This is a CodeEval challenge taken from here:
Challenge description:
Imagine we have an immutable array of size N which we know to be filled with integers ranging from 0 to N-2, inclusive. Suppose we know that the array contains exactly one duplicated entry and that duplicate appears exactly twice. Find the duplicated entry. (For bonus points, ensure your solution has constant space and time proportional to N)
Input sample:
Your program should accept as its first argument a path to a filename. Each line in this file is one test case. Ignore all empty lines.

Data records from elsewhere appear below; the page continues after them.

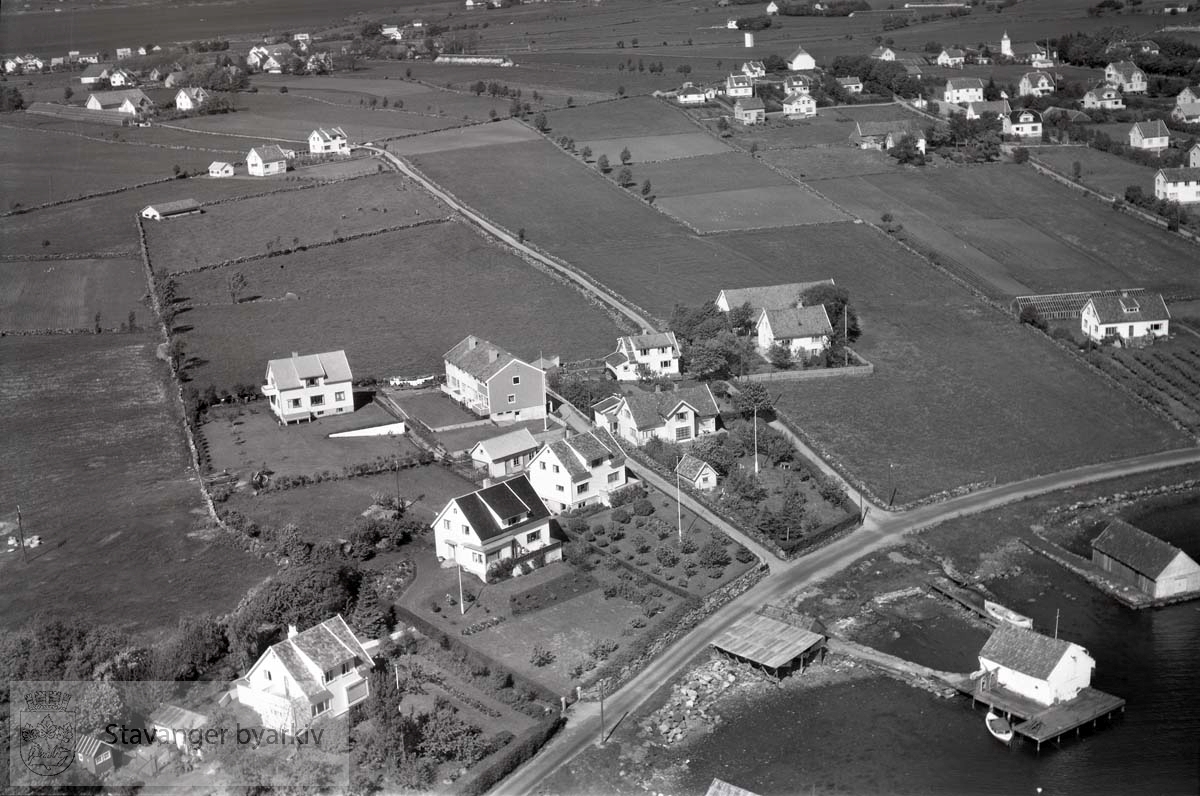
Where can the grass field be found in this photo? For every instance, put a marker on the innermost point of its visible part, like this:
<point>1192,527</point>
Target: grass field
<point>393,313</point>
<point>103,477</point>
<point>69,293</point>
<point>960,394</point>
<point>258,225</point>
<point>1048,240</point>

Each line begins with a positive integer(N) i.e. the size of the array, then a semicolon followed by a comma separated list of positive numbers ranging from 0 to N-2, inclusive):
1 2 5;0,1,2,3,0 20;0,1,10,3,2,4,5,7,6,8,11,9,15,12,13,4,16,18,17,14
Output sample:
Print out the duplicated entry, each one on a new line:
1 2 0 4
I've written this code:
import java.io.FileInputStream;
import java.io.FileNotFoundException;
import java.util.Scanner;
import java.util.StringTokenizer;
/**
*
* @author Mohammad Faisal
*/
public class ArrayAbsurdity {
public static void main(String[] args) throws FileNotFoundException {
Scanner input = new Scanner(new FileInputStream("E:\\java\\temp\\abc.txt"));
while(input.hasNextLine()){
String str = input.nextLine();
if(str.equals("")){
continue;
}
String[] in = str.split(";");
int i=0;
int[] a = new int[Integer.parseInt(in[0])];
StringTokenizer token = new StringTokenizer(in[1], ",");
while(token.hasMoreTokens()){
a[i]=Integer.parseInt(token.nextToken());
i++;
}
boolean success=false;
for(i=0; i<a.length-1; i++){
for(int j=i+1; j<a.length; j++){
if(a[i] == a[j]){
System.out.println(a[i]);
success=true;
break;
}
}
if(success){
break;
}
}
}
}
}
Can anybody review it and help me in improving the space and time complexity as per the problem?